By Mubatsi Asinja Habati

In a bid to promote responsible consumption of alcohol in the country, Nile Breweries Limited has launched a Live a 3D Life campaign which emphasizes the dont drink and drive rule. Many of the accidents on Uganda’s roads are attributed to drink-driving.

Aware of the risks of irresponsible drinking of alcohol such as causing problems to one’s health, work, life, family or social relationships, Nile Breweries is moving a step ahead to advise the consumers on responsible drinking. The campaign will involve placing of electronic billboards on major road points to constantly remind the people to beware of the danger of irresponsible drinking and the effects of drinking and driving.

The campaign will roll out by erecting a number of billboards in high traffic points in Kampala to remind motorists about the dangers of being behind the wheel while drank, says Nick Jenkinson, managing director of Nile Breweries Limited.

According to Jenkinson, the campaign is not only about drink-driving but there are other areas of concern such as health, pregnant women and reckless advertising of alcohol to underage people. Nile Breweries has started a website ( that will teach people about the risks and benefits of taking alcohol.

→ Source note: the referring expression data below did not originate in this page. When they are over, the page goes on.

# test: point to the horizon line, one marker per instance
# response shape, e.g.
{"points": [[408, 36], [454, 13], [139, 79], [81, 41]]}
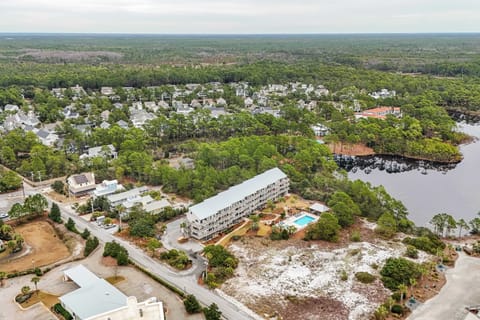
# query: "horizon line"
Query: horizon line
{"points": [[245, 34]]}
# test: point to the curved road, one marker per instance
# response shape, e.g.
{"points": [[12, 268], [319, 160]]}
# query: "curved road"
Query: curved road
{"points": [[183, 281]]}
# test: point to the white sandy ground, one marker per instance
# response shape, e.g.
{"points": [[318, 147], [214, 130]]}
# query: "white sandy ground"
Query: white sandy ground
{"points": [[461, 290], [311, 272]]}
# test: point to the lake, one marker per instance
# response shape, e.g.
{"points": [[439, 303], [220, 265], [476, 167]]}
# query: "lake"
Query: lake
{"points": [[426, 192]]}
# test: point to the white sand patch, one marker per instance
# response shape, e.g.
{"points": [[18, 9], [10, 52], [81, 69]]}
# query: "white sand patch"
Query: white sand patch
{"points": [[310, 272]]}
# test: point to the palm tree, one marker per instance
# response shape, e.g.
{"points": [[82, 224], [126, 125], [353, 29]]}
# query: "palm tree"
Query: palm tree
{"points": [[413, 283], [35, 281], [390, 303], [25, 290], [402, 289], [2, 277], [462, 224]]}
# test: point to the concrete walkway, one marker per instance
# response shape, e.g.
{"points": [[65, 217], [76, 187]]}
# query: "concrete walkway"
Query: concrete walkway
{"points": [[461, 290]]}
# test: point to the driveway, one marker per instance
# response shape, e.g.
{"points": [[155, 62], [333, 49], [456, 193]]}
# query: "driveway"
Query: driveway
{"points": [[461, 290], [136, 283]]}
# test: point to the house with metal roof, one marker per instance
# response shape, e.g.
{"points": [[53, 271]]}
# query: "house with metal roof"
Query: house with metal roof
{"points": [[120, 198], [81, 184], [212, 216], [96, 299]]}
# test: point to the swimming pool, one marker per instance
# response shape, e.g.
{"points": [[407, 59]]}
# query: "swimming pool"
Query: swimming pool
{"points": [[303, 221]]}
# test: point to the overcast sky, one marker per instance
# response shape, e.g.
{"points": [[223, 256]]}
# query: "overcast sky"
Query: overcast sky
{"points": [[239, 16]]}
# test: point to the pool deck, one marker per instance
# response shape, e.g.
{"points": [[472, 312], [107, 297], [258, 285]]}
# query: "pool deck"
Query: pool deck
{"points": [[290, 221]]}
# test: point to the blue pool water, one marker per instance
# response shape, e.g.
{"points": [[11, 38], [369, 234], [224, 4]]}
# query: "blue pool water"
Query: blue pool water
{"points": [[303, 221]]}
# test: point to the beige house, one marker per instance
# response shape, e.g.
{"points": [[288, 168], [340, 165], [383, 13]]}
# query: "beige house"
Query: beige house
{"points": [[81, 184]]}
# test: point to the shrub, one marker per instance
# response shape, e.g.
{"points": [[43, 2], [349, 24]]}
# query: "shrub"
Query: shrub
{"points": [[38, 272], [59, 309], [355, 236], [71, 225], [58, 186], [343, 275], [115, 250], [85, 234], [398, 271], [55, 213], [191, 304], [397, 309], [90, 245], [365, 277], [411, 252]]}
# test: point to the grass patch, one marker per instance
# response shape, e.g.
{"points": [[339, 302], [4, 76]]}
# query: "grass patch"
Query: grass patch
{"points": [[263, 230], [114, 279], [49, 300]]}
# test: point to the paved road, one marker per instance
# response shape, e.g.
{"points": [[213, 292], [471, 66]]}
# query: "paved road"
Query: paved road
{"points": [[186, 281], [461, 290]]}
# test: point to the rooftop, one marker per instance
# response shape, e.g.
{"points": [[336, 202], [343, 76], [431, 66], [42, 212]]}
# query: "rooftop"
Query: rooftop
{"points": [[94, 296], [236, 193]]}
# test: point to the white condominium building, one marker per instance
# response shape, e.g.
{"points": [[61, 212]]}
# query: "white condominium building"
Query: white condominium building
{"points": [[214, 215]]}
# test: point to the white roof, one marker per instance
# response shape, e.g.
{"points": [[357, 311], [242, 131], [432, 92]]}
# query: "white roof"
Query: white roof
{"points": [[94, 299], [156, 205], [236, 193], [319, 207], [81, 275], [126, 195]]}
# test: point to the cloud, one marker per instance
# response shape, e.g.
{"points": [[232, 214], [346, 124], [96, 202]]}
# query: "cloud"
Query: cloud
{"points": [[239, 16]]}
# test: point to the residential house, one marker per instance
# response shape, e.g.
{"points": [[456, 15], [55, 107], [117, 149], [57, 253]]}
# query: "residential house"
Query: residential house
{"points": [[105, 115], [217, 112], [11, 108], [106, 91], [140, 117], [382, 94], [78, 91], [218, 213], [69, 112], [81, 184], [221, 102], [107, 187], [107, 151], [97, 299], [187, 163], [147, 203], [162, 104], [319, 208], [46, 137], [104, 125], [320, 130], [379, 113], [122, 124], [248, 102], [119, 198], [84, 129], [151, 106]]}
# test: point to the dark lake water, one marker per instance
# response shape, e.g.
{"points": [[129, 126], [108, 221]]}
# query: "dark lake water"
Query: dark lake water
{"points": [[426, 192]]}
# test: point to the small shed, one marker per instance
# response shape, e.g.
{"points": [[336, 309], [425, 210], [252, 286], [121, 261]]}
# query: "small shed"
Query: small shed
{"points": [[319, 208]]}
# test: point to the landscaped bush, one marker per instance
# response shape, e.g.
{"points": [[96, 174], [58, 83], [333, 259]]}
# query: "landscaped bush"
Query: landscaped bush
{"points": [[115, 250], [355, 237], [59, 309], [90, 245], [191, 304], [21, 298], [175, 258], [411, 252], [365, 277], [397, 271], [398, 309], [222, 263]]}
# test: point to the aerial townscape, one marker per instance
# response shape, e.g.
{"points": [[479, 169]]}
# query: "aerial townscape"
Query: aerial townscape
{"points": [[239, 160]]}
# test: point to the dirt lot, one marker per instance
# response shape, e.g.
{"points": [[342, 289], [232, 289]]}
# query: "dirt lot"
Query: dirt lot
{"points": [[42, 247]]}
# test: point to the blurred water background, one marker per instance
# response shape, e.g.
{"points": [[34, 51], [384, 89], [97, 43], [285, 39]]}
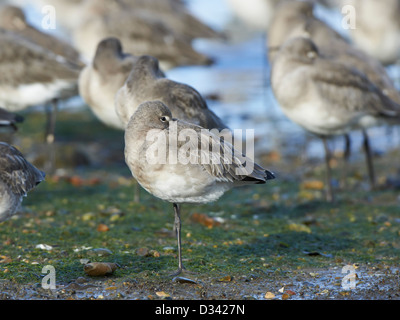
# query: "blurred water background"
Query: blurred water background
{"points": [[237, 86]]}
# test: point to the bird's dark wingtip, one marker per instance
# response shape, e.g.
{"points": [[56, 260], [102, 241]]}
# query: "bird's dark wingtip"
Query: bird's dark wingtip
{"points": [[269, 175]]}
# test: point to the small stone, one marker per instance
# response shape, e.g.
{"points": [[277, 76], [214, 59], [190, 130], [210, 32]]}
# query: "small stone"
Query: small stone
{"points": [[183, 280], [100, 252], [96, 269], [102, 227]]}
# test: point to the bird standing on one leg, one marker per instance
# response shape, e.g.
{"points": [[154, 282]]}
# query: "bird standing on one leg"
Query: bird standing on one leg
{"points": [[173, 169]]}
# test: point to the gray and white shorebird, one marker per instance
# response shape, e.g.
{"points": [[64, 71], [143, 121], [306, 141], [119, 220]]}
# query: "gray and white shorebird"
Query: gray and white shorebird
{"points": [[100, 80], [327, 97], [17, 178], [198, 171], [145, 84], [31, 75], [296, 19]]}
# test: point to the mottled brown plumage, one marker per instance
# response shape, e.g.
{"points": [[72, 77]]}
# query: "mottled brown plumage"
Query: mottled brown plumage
{"points": [[145, 83], [17, 178], [205, 167]]}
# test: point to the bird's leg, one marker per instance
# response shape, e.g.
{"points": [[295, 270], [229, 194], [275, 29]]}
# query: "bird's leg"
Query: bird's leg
{"points": [[177, 227], [346, 157], [329, 191], [136, 196], [51, 112], [368, 157]]}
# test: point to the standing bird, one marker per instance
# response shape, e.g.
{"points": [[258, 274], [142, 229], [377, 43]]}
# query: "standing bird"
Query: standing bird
{"points": [[31, 75], [100, 80], [206, 168], [17, 178], [139, 34], [145, 83], [8, 119], [327, 97], [296, 19]]}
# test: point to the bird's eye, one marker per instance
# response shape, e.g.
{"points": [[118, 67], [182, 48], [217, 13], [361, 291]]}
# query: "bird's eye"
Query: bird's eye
{"points": [[164, 119]]}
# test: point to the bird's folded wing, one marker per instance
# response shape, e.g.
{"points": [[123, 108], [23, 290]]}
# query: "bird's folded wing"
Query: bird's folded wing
{"points": [[16, 172], [352, 90]]}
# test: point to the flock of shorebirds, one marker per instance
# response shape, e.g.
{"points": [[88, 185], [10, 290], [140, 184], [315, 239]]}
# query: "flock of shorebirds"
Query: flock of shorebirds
{"points": [[117, 63]]}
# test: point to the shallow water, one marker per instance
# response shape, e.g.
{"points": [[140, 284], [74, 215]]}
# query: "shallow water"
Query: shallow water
{"points": [[240, 82]]}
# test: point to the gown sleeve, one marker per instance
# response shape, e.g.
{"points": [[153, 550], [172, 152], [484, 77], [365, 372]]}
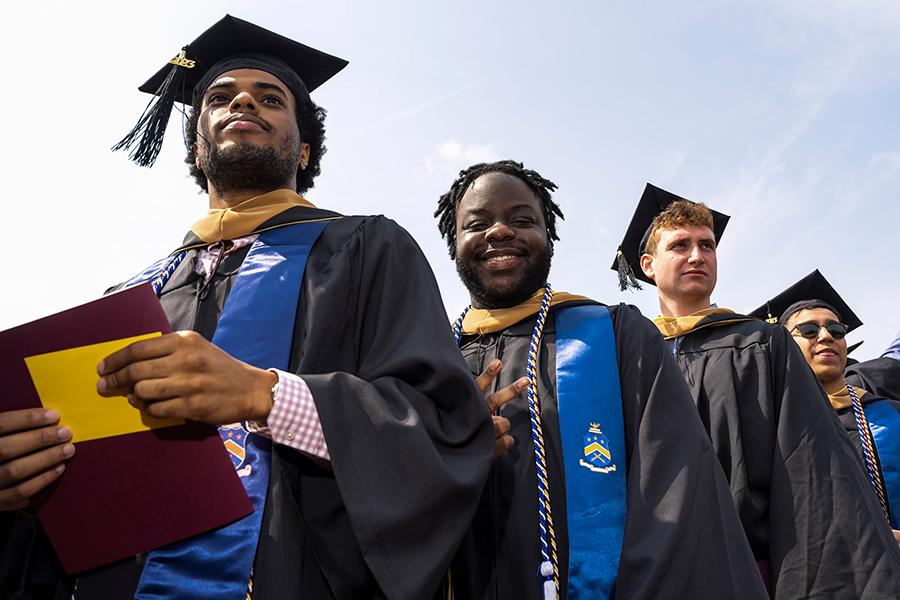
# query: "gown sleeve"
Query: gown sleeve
{"points": [[683, 538], [408, 432], [879, 376]]}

During the launch, Primary Health Care state minister, James Kakooza, said that whereas moderate  drinking of alcohol is acceptable in many societies in Uganda, the abuse and misuse of alcohol imposes a heavy burden of health, social and economic effects that may interfere with the individuals personal, family and professional life and the community.

One of the major social impacts is the loss of life and injuries resulting from drink driving, says Kakooza.

According to the minister in Kampala City alone where so much driving is witnessed, an analysis of eight police stations that include CPS, Jinja Road, Katwe, Old Kampala, Kawempe, Kiira Road and Wandegeya shows a monthly fatal accidents that range between 20 and 30 are related to drink driving. He called for imposing of heavy penalties on those who drink and drive; and the police use of random, targeted and selective breath testing to stem the phenomenon of drink-driving.

Information from World Health Organisation (WHO) indicates that drinking and driving increases the risk of an accident and the likelihood that death or a serious injury will result. The risk of involvement in an accident increases significantly above blood alcohol concentration (BAC) levels of 0.04 gram per decilitre (g/dl). A blood alcohol concentration limit of less than or equal to 0.05 g/dl is recommended for the general population.

Research by WHO indicates that a driver with a blood alcohol concentration (BAC) of 80mg/100ml blood is 2.7 times more likely to be involved in an accident compared to a driver at zero BAC.  Anecdotal evidence suggests motorcyclists may be at even greater crash risk than drivers at the same BAC.

Jenkinson, took a swipe at the manufacturers of unsafe and cheap alcohol calling on authorities to regulate them. He said the government should address low prices of alcohol.

In Uganda, the tested blood alcohol concentration level for drivers should not exceed 80 ml in 100 decilitres. At the same time the breath should not be more than 30ml in 80 dl of breath.

WHO recently ranked Ugandans the lead alcohol consumers in the world with an average person drinking 17.5 litres of alcohol per year.